At ServiceNow, most ML use cases were NLP: text classification, sentiment analysis, ticket routing, summarization. The standard pipeline was a language model encoder (BERT) plus a task-specific head trained on downstream data. The problem was that open-domain language models did not perform well on enterprise text. Customer data is full of internal jargon, product names, workflow terminology, and domain-specific patterns that models trained on Wikipedia and news articles have never seen. We needed domain-specific language models, and training those required customer data.

ServiceNow's customers each operate in completely siloed environments, on cloud or on-prem. Their data never leaves their infrastructure. The existing process involved asking customers for explicit permission, then extracting and storing their data internally. Most customers were reluctant due to privacy concerns, and even when they agreed, the extraction and storage required significant compliance and governance work. The pipeline was slow, expensive, and undersupplied with data because too few customers opted in.

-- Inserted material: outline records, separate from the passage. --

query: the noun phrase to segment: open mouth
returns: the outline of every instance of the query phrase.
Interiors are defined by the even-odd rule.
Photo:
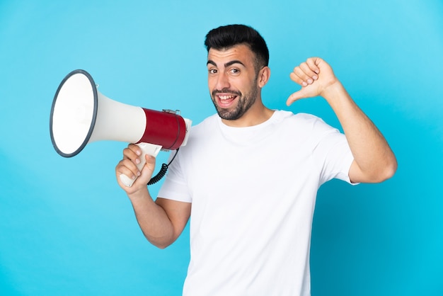
[[[230,106],[236,97],[236,95],[217,95],[221,107]]]

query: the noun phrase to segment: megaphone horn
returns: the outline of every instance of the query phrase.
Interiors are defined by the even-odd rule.
[[[77,155],[87,144],[100,140],[147,143],[146,153],[156,156],[160,149],[185,145],[191,123],[178,111],[157,111],[111,100],[97,90],[87,72],[78,69],[67,75],[57,90],[50,130],[54,148],[64,157]]]

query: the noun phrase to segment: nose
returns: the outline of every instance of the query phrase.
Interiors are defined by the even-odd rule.
[[[224,89],[229,89],[229,77],[226,73],[219,72],[217,76],[217,84],[215,89],[220,91]]]

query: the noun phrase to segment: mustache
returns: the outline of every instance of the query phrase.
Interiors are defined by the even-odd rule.
[[[232,93],[236,96],[241,96],[241,93],[238,91],[233,91],[232,89],[222,89],[221,90],[214,89],[214,91],[212,91],[212,96],[215,96],[217,93]]]

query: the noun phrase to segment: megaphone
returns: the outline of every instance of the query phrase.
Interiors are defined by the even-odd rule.
[[[191,123],[178,110],[157,111],[111,100],[97,90],[89,73],[77,69],[64,77],[55,93],[50,131],[55,151],[64,157],[76,156],[87,144],[100,140],[137,144],[143,156],[156,157],[161,150],[185,145]],[[141,160],[140,170],[144,157]],[[127,186],[134,181],[123,174],[120,179]]]

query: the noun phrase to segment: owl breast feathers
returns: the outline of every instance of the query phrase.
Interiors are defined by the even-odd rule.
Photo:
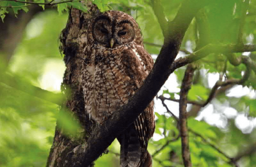
[[[102,124],[143,84],[154,62],[138,24],[122,12],[108,11],[93,19],[85,40],[81,79],[85,111]],[[121,166],[151,166],[152,162],[145,164],[152,161],[147,147],[155,129],[153,106],[152,102],[117,138]]]

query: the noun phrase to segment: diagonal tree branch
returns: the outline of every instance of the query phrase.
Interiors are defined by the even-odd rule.
[[[170,75],[168,70],[179,52],[183,36],[192,19],[200,8],[214,1],[191,0],[183,2],[175,18],[169,23],[168,35],[164,36],[163,46],[152,71],[128,104],[115,112],[102,126],[95,129],[88,138],[83,153],[83,166],[88,166],[95,161],[124,129],[135,121],[153,100]],[[191,12],[189,13],[187,12],[188,10]],[[115,120],[115,122],[112,120]],[[97,146],[97,149],[95,149],[95,145]]]

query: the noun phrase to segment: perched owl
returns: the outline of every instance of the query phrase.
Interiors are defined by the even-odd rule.
[[[99,15],[90,23],[85,40],[81,79],[85,110],[102,124],[143,84],[154,62],[144,49],[139,26],[122,12]],[[120,166],[152,166],[147,148],[155,130],[153,107],[151,102],[118,136]]]

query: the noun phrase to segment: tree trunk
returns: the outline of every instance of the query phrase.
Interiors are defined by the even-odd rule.
[[[57,121],[47,166],[81,166],[86,141],[95,125],[93,121],[89,120],[84,111],[83,89],[79,84],[83,61],[80,58],[84,43],[83,40],[86,35],[89,22],[100,13],[95,5],[90,4],[88,8],[88,13],[75,8],[71,9],[67,26],[60,36],[60,49],[65,54],[64,61],[67,67],[61,90],[67,99],[63,106],[61,106],[60,115],[64,110],[69,110],[73,119],[80,123],[83,129],[77,132],[76,136],[67,136]]]

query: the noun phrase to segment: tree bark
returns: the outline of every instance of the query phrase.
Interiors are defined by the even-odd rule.
[[[164,44],[152,71],[145,80],[144,84],[127,104],[114,112],[100,126],[96,126],[94,122],[88,119],[84,111],[82,88],[79,84],[81,83],[79,81],[81,79],[81,67],[83,62],[81,55],[83,53],[82,49],[83,44],[85,44],[88,23],[100,12],[95,6],[92,4],[88,6],[88,12],[86,13],[72,9],[66,28],[62,31],[61,37],[61,48],[65,55],[64,61],[67,66],[63,90],[67,100],[64,106],[70,110],[72,115],[76,116],[74,119],[81,123],[84,131],[77,132],[76,136],[67,137],[57,122],[54,141],[47,166],[92,166],[92,162],[136,119],[153,100],[172,72],[170,72],[172,64],[192,19],[199,9],[213,1],[188,0],[182,3],[175,18],[172,22],[168,22],[168,31],[164,33]],[[188,12],[188,10],[190,12]]]

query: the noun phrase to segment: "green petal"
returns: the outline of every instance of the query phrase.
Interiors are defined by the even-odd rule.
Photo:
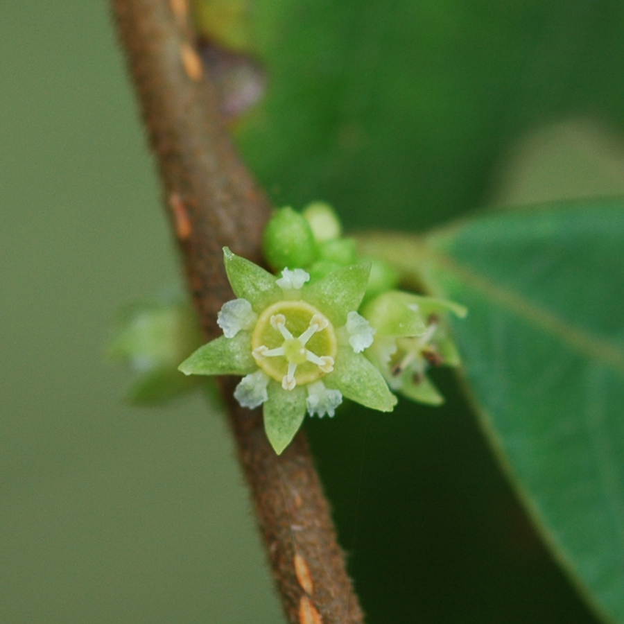
[[[252,356],[251,335],[239,331],[200,347],[178,367],[187,375],[246,375],[257,367]]]
[[[236,297],[246,299],[256,312],[261,312],[275,301],[284,298],[275,276],[262,267],[223,248],[225,271]]]
[[[281,455],[299,431],[306,415],[304,385],[285,390],[274,380],[267,388],[268,399],[264,404],[264,431],[273,450]]]
[[[398,392],[406,398],[427,405],[442,405],[444,402],[444,397],[428,377],[423,377],[417,383],[415,383],[410,378],[410,375],[405,376],[406,380]]]
[[[345,266],[304,286],[302,298],[318,308],[340,327],[347,322],[347,313],[360,306],[370,275],[370,262]]]
[[[377,336],[422,336],[426,331],[421,311],[422,297],[390,291],[367,304],[362,315],[375,329]],[[413,308],[410,309],[410,306]],[[413,306],[418,306],[417,310]]]
[[[347,399],[380,412],[391,412],[397,404],[397,397],[379,371],[350,347],[338,348],[333,372],[323,377],[323,381]]]

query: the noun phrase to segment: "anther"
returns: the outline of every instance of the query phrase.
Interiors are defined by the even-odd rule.
[[[310,320],[310,327],[312,325],[318,327],[317,331],[322,331],[329,325],[329,321],[321,314],[315,314]]]

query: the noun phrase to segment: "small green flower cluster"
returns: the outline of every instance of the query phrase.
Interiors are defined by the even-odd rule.
[[[463,316],[465,309],[395,290],[394,270],[359,258],[326,204],[311,205],[303,214],[276,211],[263,247],[277,275],[224,250],[236,298],[218,314],[223,336],[180,370],[241,376],[234,397],[243,407],[263,406],[278,454],[306,412],[333,416],[343,397],[382,412],[397,403],[391,390],[442,403],[426,372],[459,364],[444,315]]]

I led the applied research effort to show that federated learning could replace the centralized training procedure, removing the need to extract or commingle customer data.

Result

The federated model's performance on downstream intent classification was indistinguishable from the centrally trained model.

The Hypothesis

Federated learning offered a different approach. Instead of bringing the data to the model, you bring the model to the data. Each customer trains a copy of the model locally on their own data, then sends back only the updated model weights. A central server aggregates these updates and produces a new model. The raw data never leaves the customer's infrastructure.

The business hypothesis: if customers no longer need to hand over their data, more of them will participate, which means more diverse training data and better ML products. The technical hypothesis: a federatively trained BERT model would perform as well as one trained on the same data in the traditional centralized way.

What I Did

Phase 1: Federated Training and Benchmarking

We gathered datasets from five customers who had opted into ServiceNow's data-sharing program. Rather than pooling this data centrally, we simulated a federated setup. A server initialized a BERT model, made copies, and distributed one to each client. Each client trained on their local data and sent the updated model back to the server, which averaged the weights using FedAvg (McMahan et al.). This process ran for multiple rounds until the model converged.

To evaluate the result, we froze the federated language model and used it as a feature extractor for downstream intent classification tasks. We ran a benchmarking pipeline: embeddings from the frozen model fed into downstream classifiers, with hyperparameter search to find the best configuration for each task. We compared the aggregated scores against a BERT model trained on the same data in the conventional centralized way.

We also checked for catastrophic forgetting to confirm the federated model retained its general-purpose capabilities. It did. No measurable degradation.

Phase 2: Privacy Evaluation

Federated learning prevents the transfer of raw customer data, but it does not automatically prevent the model from memorizing that data. A model trained on sensitive text can encode specific details (names, phone numbers, internal identifiers) into its parameters. The fact that the training data never left the customer's infrastructure does not mean the resulting model is safe to share.

We ran membership inference attacks on the federated model to measure what it had learned about individual training examples. The methodology was based on "The Secret Sharer" by Carlini et al., which provides a framework for quantifying unintended memorization in neural networks. We specifically tested whether the model could be probed to extract sensitive information like phone numbers from the training data. I documented the findings in an internal report.

Federated learning is a data transfer solution, not a privacy solution. If you want actual privacy guarantees, you need additional techniques on top of it.

Results

Demonstrated that a federatively trained BERT model performs indistinguishably from its centrally trained counterpart on intent classification tasks.
Validated the technical feasibility of replacing ServiceNow's centralized training pipeline with federated learning.
Completed a privacy evaluation documenting the model's memorization characteristics under adversarial probing.
The business case: customers who previously refused to share data could now participate, since their data never leaves their infrastructure. Business impact is measured by the number of new customers willing to opt in under the federated setup.